Technology is already helping to liberate retail bonds. In 2018, the World Bank became the first bond issuer to tap the power of blockchain, using the Australian dollar.11 Today, some treasurers believe central bank digital currencies (CBDCs) and blockchain could bring significant benefits for financial inclusion by expanding sustainable investment opportunities.
“There are more and more development agencies are using our Straight2Bank12 online platform,” says Karby Leggett. “Twenty years from now, it's quite possible that the majority of capital markets issuance will be done through distributed ledger or another form of digital technology.”
Work in progress
Nonetheless, innovation by treasury teams cannot prevent the clouds threatening development work. Rising inflation, and the prospect of higher global interest rates could make it harder for emerging markets’ abilities to service their debts, leaving even less for those in need. Vaccine distribution also remains uneven and is holding back SDG progress, despite commitments by institutions such as the World Bank to dedicate USD12bn to help the poorest countries buy vaccines.13
Strong partnerships will also be vital. As Jingdong Hua put it, “Problems never stop at national borders. Global challenges require humanity to come together, whether it’s through the World Bank, the IMF, the United Nations, the G7, G20 – whatever it is. Because if you only focus on domestic solutions, it doesn’t solve the issue.”

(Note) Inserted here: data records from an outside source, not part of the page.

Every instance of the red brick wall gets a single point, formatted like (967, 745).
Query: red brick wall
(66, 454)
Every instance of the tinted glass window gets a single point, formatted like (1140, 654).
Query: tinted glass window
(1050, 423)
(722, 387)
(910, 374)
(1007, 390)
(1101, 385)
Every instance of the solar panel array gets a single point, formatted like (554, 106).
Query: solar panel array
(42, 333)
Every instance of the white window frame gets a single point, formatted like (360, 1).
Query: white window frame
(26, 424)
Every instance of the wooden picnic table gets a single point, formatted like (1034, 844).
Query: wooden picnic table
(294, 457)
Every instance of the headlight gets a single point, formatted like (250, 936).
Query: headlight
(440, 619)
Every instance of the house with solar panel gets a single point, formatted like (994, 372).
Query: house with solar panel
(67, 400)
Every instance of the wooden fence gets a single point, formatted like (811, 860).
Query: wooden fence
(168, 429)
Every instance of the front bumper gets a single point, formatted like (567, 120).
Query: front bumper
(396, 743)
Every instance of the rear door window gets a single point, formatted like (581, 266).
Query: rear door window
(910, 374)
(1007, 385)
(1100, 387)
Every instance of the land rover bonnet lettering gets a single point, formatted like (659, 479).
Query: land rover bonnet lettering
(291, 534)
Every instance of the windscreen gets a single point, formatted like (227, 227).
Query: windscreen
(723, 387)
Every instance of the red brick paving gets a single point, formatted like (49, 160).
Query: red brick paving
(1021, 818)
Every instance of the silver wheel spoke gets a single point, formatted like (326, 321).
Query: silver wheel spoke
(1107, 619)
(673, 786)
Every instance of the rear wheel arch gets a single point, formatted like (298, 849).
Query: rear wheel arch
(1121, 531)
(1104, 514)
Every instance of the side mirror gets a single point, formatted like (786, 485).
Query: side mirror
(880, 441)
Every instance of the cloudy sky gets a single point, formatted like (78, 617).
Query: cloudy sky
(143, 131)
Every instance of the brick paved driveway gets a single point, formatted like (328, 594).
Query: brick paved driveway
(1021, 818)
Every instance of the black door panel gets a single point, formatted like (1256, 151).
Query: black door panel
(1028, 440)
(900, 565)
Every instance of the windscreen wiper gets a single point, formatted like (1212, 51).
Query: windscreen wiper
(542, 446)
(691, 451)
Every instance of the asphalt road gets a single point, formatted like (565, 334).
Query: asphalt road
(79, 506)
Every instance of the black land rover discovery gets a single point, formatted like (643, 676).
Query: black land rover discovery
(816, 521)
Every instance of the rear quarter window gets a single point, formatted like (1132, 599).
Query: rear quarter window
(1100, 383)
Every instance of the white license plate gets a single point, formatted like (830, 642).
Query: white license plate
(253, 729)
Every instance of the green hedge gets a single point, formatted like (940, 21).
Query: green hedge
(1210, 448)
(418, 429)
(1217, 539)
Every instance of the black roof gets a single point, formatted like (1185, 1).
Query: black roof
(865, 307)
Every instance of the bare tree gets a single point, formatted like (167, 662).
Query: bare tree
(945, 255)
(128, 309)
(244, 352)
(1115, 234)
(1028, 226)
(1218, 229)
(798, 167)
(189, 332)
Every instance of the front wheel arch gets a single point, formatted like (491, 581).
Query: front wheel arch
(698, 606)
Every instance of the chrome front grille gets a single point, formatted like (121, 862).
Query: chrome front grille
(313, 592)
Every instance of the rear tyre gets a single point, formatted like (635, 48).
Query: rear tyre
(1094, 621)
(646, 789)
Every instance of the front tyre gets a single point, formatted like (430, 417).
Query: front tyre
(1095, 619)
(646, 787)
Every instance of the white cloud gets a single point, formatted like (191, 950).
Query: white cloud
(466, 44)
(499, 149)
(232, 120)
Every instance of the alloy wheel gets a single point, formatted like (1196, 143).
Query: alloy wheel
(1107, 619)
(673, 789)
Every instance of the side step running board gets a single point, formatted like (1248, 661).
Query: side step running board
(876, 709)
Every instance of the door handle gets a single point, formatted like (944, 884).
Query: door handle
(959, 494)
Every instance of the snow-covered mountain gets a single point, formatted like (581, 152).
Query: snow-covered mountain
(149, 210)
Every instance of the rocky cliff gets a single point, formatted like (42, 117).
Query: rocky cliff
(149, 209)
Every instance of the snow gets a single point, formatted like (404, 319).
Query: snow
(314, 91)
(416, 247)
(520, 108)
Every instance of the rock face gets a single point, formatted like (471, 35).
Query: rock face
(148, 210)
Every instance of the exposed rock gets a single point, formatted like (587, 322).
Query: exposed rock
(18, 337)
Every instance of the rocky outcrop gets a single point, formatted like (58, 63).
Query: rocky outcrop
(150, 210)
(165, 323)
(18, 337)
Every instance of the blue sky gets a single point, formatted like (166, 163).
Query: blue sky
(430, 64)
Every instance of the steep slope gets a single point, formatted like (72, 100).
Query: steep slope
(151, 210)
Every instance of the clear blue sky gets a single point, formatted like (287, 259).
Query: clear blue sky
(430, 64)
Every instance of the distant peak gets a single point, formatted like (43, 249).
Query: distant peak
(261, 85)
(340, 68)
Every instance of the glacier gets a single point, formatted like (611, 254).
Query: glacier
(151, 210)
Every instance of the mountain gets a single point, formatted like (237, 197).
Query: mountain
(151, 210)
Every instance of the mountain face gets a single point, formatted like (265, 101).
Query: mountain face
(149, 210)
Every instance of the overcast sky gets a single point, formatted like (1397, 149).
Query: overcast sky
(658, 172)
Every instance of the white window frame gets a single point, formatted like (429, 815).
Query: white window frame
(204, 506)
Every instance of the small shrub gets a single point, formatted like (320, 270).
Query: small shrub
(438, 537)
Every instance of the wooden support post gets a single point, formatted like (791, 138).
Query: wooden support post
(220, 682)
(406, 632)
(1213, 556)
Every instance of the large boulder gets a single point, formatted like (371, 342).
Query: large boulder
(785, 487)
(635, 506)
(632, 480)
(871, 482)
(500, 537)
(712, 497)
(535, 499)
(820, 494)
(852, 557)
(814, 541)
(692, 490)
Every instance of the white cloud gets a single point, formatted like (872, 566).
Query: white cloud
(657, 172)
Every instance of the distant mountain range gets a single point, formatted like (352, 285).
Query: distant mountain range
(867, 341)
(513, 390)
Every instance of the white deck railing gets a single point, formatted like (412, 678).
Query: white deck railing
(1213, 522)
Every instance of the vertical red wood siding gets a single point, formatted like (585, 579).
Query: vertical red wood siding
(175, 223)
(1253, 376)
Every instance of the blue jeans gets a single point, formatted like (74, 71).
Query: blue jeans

There are also signs that more treasurers and institutions are prioritising a just recovery. When the pandemic broke in March 2020 Standard Chartered provided a billion-dollar not-for-profit facility to enable companies in Emerging Markets to produce essential equipment to battle the disease. The bank committed a further USD25m to Futuremakers14 – a global initiative to tackle inequality – in response to COVID-19. The World Bank is calling for debt sustainability and debt transparency, to ensure that EMs can access finance at a reasonable cost.
“COVID-19 has caused everybody to pause and reflect on where we are on a whole range of things – how we care about each other, for our environment,” says Karby Leggett. “The pandemic has also helped fortify the relationships Standard Chartered has with treasurers.” The development world may depend on the outcomes.